Java – Is “use “abc”.equals(theString) instead of theString.equals(“abc”) to avoid null pointer exception” already problematic in terms of business logic

javanullstring-matchingstrings

I heard numerous times that when comparing Strings in Java, to avoid null pointer exception, we should use "abc".equals(myString) instead of myString.equals("abc"), but my question is, is this idea already problematic in terms of business logic?

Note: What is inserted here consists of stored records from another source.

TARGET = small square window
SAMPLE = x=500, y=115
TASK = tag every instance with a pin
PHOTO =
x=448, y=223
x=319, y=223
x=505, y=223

Suppose myString should not be empty in normal conditions, if we just use "abc".equals(myString) to avoid null pointer exception, we may miss some bugs that is related to the root cause of null Strings (e.g.: a form with incomplete field or a database missing corresponding column), so we should let null pointer exceptions throws naturally, or always check null separately first:

if(myString==null){
}else if(myString.equals("abc")){
}

to ensure we can find bugs or at least having routes to handle abnormal conditions that cause null input, is that true? And even null is assumed as valid, should I still need to write something like:

if(myString==null || myString.equals("")){
}

to emphasise or remind other developers that now I assume null is normal?

Best Answer

Using "abc".equals(...) is a reasonable precaution against a condition you didn't anticipate, but doesn't really solve any problems. Maybe this particular method doesn't care that myString is null (the string comparison returns false, but that's it), but what about elsewhere? Now there's this null value working its way through your logic that's not supposed to be there.

In this particular case, it might not matter, but in another, letting this invalid value pass through part of the logic could lead to an incorrect state later on (e.g. an address with the city missing). Fail early!

If myString should not be null, then write the code so that it can't be. Add contracts to your methods, or at least some in-method argument validation to ensure invalid values are dealt with before the method's logic ever executes. Then be sure your tests cover these cases.